The tube is then imaged to record its contents. A ramrod is deployed to compress the sample and then it's imaged again to measure its volume. The tube is then hermetically sealed and returned back into storage. 43 tubes have been sent to Mars in the rover, with a goal of getting at least a dozen samples.
That storage on the rover is temporary. Eventually, scientists and engineers on Earth will find a place on the surface (called the sample cache depot) where the tubes can be placed, where they will await — get this — future missions to come along, pick them up, and send them back to Earth.
I love this. It's a fairly complicated procedure, but a lander will drop down near the cache site, use a small rover to retrieve the tubes and then place them on board a small rocket (the Mars Ascent Vehicle) that will send them up into orbit. Another mission, planned for launch in 2026, will then rendezvous with and grab the samples, then leave orbit to return to Earth, arriving back here in 2031.
I'm pretty sure Wile E. Coyote designed this, but given what JPL has done in the past, I have little doubt they can do this. This video explains the procedure:
Getting the samples to Earth is critical. The rover's functionality is amazing but limited; there's only so much we can send to Mars. Bringing pieces of Mars to Earth means being able to use far more sophisticated techniques to analyze them, as well as having them around in the years to come as even more advanced tech is developed.
What will scientists be looking for? Signs of life, past or (maaaaaybe) present. If the Jezero lake bed had, for example, microbial mats in it, these will have various characteristics that are identifiable in the lab. And if scientists find them, well. That would be something, wouldn't it?
Perseverance will search a nearby bit of the crater called the Séítah unit (which means "amidst the sand" in the Navajo language; how lovely!) that is a promising region with some of the oldest geological rocks in Jezero, including bedrock and sedimentary layers above it. Perseverance is likely to retrieve samples there, then return to the landing site.
After that, hopefully, it will travel farther to a site called Three Forks, which is at the base of the big delta. I'm pretty excited about this; a delta is formed when a river deposits sediments as it enters a lake. If little Martian beasties ever swam the waters of the Red Planet, this is perhaps the best place to find evidence of them, even if it's eons old.

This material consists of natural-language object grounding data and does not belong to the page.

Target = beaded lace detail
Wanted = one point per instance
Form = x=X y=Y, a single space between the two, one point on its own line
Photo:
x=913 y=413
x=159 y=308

But all this is still ahead for the rover. Its scientific mission has just started. While the nominal duration is one Martian year, I have little doubt it will be extended; that's par for the course for these rovers, which have hugely outlasted their warranties. Exploring Mars is hard work and takes amazing machines and brilliant minds behind them.
That last one is something we have on Earth in large quantities.